[etherlab-users] Userspace scheduling with RTAI

Thu Mar 24 01:53:56 CET 2011

Hello,

I am experiencing some timing issues in relation to using Etherlab in
userpace, I am also using RTAI user-mode to try to get timing
scheduling (1ms cycle) of the process.  I would like to explain my
procedure used to measure the timing first, and then show the actual
results on my system.

The system is a Beckhoff Unit with the following specifications:
Intel Celeron-M 999Mhz CPU
1GB Ram
e100 Network Interface

The code
---

tick ( ) {
<t1>
ecrt_master_receive()
<t2>
ecrt_domain_process()
// some processing
ecrt_domain_queue()
<t3>
ecrt_master_send()
<t4>
}

This is a basic workflow of reading and writing, with timestamp
capture (in nano seconds)  at each stage to get timings.

t_receive = t2 - t1
t_process = t3 - t2
t_send = t4 - t3

The main thread is scheduled via RTAI,

main_thread() {
   while (1) {
      sleep_until_next_time_period();
      tick();
      update_and_print_timing();
    }
}

The call to sleep_until_next_time_period, wakes the thread up when it
is time, tick() performs the actual work of sending, process and
receiving followed up by update_and_print_timing, which computes the
time taken for each stage, comparing it against a overall worst case.

The results:

The timings fluctuate wildly, and it is hard to quantitatively analyse
them as one run can differ from the next vastly, however a common
pattern emerges.  The system is run with no additional processes
running (except for ssh, bash etc.).

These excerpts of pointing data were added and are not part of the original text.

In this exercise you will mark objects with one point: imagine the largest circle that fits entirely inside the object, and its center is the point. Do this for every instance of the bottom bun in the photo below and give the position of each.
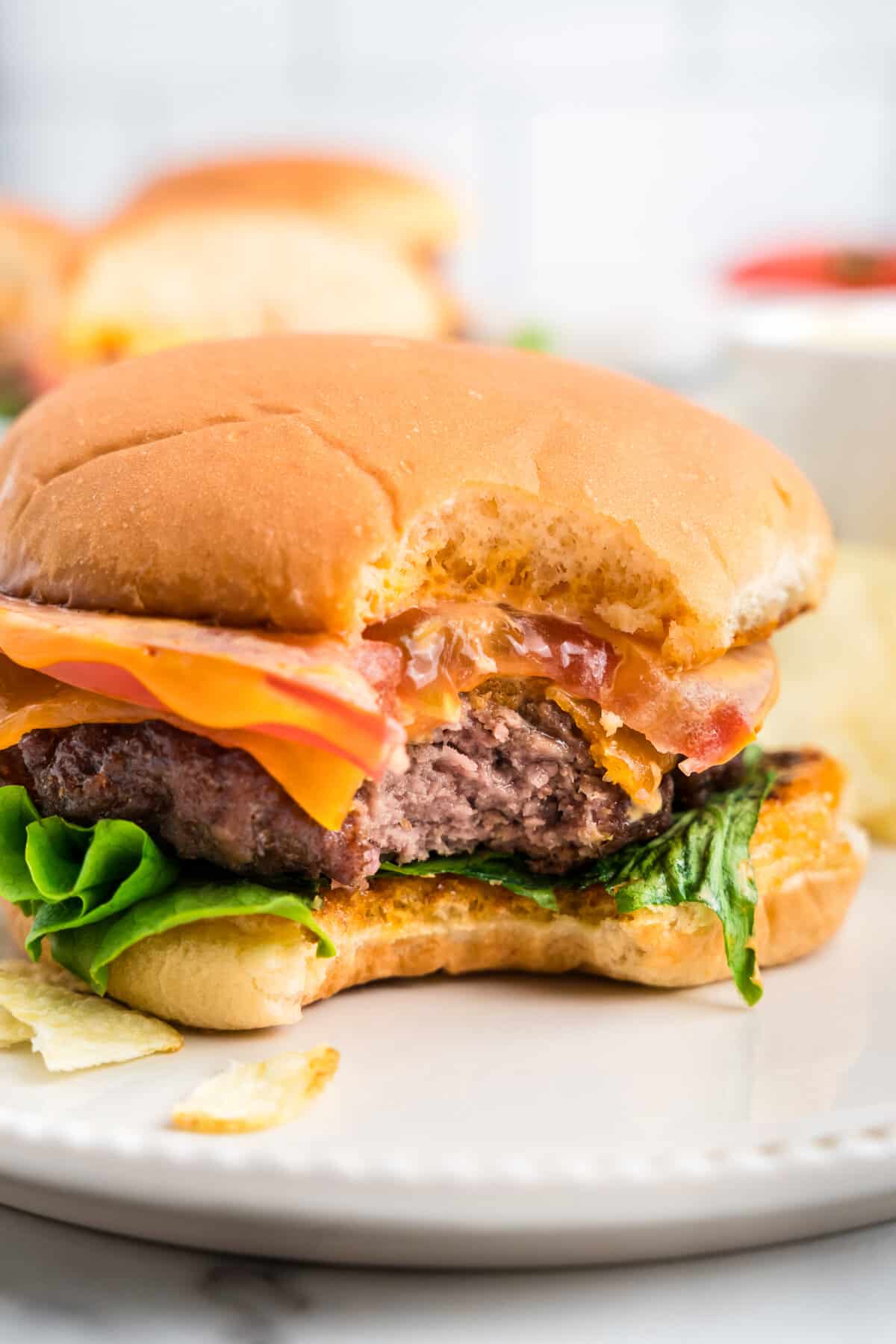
(261, 972)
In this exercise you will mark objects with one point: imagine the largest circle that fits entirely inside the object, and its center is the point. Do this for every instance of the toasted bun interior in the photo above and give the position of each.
(260, 972)
(323, 483)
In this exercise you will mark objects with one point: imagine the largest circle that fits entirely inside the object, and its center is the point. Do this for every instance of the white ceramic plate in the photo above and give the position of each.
(505, 1121)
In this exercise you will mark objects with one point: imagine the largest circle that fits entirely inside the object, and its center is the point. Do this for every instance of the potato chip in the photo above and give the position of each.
(13, 1033)
(260, 1095)
(73, 1030)
(837, 671)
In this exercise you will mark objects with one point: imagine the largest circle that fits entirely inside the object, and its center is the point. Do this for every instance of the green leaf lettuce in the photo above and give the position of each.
(704, 858)
(99, 890)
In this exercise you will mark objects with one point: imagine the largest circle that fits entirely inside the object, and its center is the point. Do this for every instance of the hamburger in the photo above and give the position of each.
(254, 246)
(35, 257)
(334, 658)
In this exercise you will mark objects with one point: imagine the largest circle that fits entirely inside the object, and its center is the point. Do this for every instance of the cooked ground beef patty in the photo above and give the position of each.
(514, 780)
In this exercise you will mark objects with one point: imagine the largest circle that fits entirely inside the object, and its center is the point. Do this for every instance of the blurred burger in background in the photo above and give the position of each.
(261, 245)
(35, 257)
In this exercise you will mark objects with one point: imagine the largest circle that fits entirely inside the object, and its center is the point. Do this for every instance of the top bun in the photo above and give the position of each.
(364, 198)
(321, 483)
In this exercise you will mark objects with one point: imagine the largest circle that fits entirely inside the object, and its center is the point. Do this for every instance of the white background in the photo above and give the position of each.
(613, 152)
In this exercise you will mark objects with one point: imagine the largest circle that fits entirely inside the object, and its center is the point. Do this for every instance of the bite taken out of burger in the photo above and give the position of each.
(331, 659)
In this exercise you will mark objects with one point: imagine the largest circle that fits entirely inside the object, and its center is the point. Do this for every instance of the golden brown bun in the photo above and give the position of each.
(260, 972)
(35, 257)
(368, 199)
(321, 483)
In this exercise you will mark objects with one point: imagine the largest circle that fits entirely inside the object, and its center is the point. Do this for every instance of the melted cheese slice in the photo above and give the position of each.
(320, 783)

The timings are at their worse
when the system is still spooling up (although I am not sure if this
analogy is useful here), after a couple of cycles the system settles
into a rhythm.

The min/max bounds of the various measurements are as follows (in nano-seconds):

t_receive =   10107   | 54297
t_process = 17275   | 49137
t_send =      7774    | 36845

Occasionally the receive or the send time will spike to 200 000 (or
approximately 200 micro-seconds) - which is acceptable since the sum
of all the times are less then the cycle period of 1ms.  Although at
the moment the logic is simple and in a real situation it would leave
little time to do any processing.

This event of (spikes to 200k) happen once every 10-15 seconds (it
might happen sooner or later - hard to predict)!

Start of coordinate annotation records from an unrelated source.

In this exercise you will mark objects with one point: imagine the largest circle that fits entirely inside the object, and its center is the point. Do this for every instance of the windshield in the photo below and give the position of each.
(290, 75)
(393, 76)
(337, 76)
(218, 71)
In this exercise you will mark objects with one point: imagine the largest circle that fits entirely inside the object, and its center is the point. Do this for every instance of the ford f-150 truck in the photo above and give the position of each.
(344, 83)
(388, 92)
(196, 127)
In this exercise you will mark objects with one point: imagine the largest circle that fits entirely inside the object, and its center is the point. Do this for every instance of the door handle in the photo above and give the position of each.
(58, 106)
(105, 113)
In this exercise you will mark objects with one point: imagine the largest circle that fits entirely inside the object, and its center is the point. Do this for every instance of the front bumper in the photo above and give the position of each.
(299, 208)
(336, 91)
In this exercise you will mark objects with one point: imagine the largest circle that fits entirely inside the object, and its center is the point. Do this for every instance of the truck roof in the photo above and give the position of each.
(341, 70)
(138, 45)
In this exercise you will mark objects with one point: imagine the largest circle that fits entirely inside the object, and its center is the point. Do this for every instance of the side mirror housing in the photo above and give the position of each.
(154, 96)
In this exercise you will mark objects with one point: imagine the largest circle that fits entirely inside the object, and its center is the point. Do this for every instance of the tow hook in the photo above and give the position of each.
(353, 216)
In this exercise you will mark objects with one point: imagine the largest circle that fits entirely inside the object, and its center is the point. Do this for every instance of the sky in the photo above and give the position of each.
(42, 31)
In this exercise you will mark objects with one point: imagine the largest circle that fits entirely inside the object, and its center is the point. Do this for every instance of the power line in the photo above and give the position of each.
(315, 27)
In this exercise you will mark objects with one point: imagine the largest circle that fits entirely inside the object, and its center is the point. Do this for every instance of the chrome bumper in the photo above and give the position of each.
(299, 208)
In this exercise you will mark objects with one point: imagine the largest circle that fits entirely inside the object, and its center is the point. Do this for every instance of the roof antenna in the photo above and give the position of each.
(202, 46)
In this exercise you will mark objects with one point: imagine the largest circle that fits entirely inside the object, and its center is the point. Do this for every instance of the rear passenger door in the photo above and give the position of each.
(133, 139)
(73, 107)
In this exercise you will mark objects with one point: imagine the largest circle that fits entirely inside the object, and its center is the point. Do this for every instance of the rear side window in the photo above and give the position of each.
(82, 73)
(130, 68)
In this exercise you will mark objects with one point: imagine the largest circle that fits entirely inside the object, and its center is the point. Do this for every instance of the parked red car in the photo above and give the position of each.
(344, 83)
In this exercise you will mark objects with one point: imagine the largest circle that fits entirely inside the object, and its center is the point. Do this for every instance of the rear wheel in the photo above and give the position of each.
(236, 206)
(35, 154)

The above illustrates a performance level that is acceptable with the
current work load (toggling output pins), however every 30 seconds to
90 seconds, the delays are unacceptable to the real-time operation,
and we end up over-running the 1ms tick.

Absolute worst case,

t_receive = 996141 (ns) ~= 996 (micro-s)
t_process = 181540 (ns) ~= 182 (micro-s)
t_send = 241299 (ns) ~= 241 (micro-s)

These Absolute-worst-case events are distinct from the general
oscillations in that, they happen once in a while (30-90 seconds) but
don't repeat themselves again until some later times (30-90 seconds).

Running other programs on the system, writing to disk etc. (cat
/dev/zero > /foo) does not seem to increase or decrease the chances of
this happening, nor does it skew the distribution of the values is any
noticeable way (to the naked eye at least).

Comparison against a in-kernel version
----

To see if the latency and jitter experienced is to do with the
application being in userspace, I wrote the exact same program but in
kernel-space (also using RTAI for accurate time scheduling of the 1ms
period).

The results as follows:

Min/max bounds (ns):

t_receive =  1401   | 6357
t_process = 350    | 1348
t_send =     1471   | 4288

Here too the timings oscillate, but they are much more predictable and
bound by the absolute worst case values show below.

Absolute worst case (after the system settles):

t_receive = 7436 (ns) ~= 7 (micro-s)
t_process = 4105 (ns) ~= 4 (micro-s)
t_send = 9101 (ns) ~= 9 (micro-s)

---

Assuming that the worst case values of the kernel version are the best
the system can achieve (cpu, memory, network constraints), it is hard
to understand why the userspace version performs so poorly.  Even with
a few micro seconds of overhead caused by calling into the IOCTL
interface of the using etherlab from userspace - it doesn't explain
why sometimes we miss the deadline (at worst) and why it takes
considerably large chuck of the time slice (most of the time).

I am really stuck with ideas on what it could be :|

I will post up my test code if anyone is wanting to repeat this experiment.

-ravi

-- 
C-x C-s, C-x C-c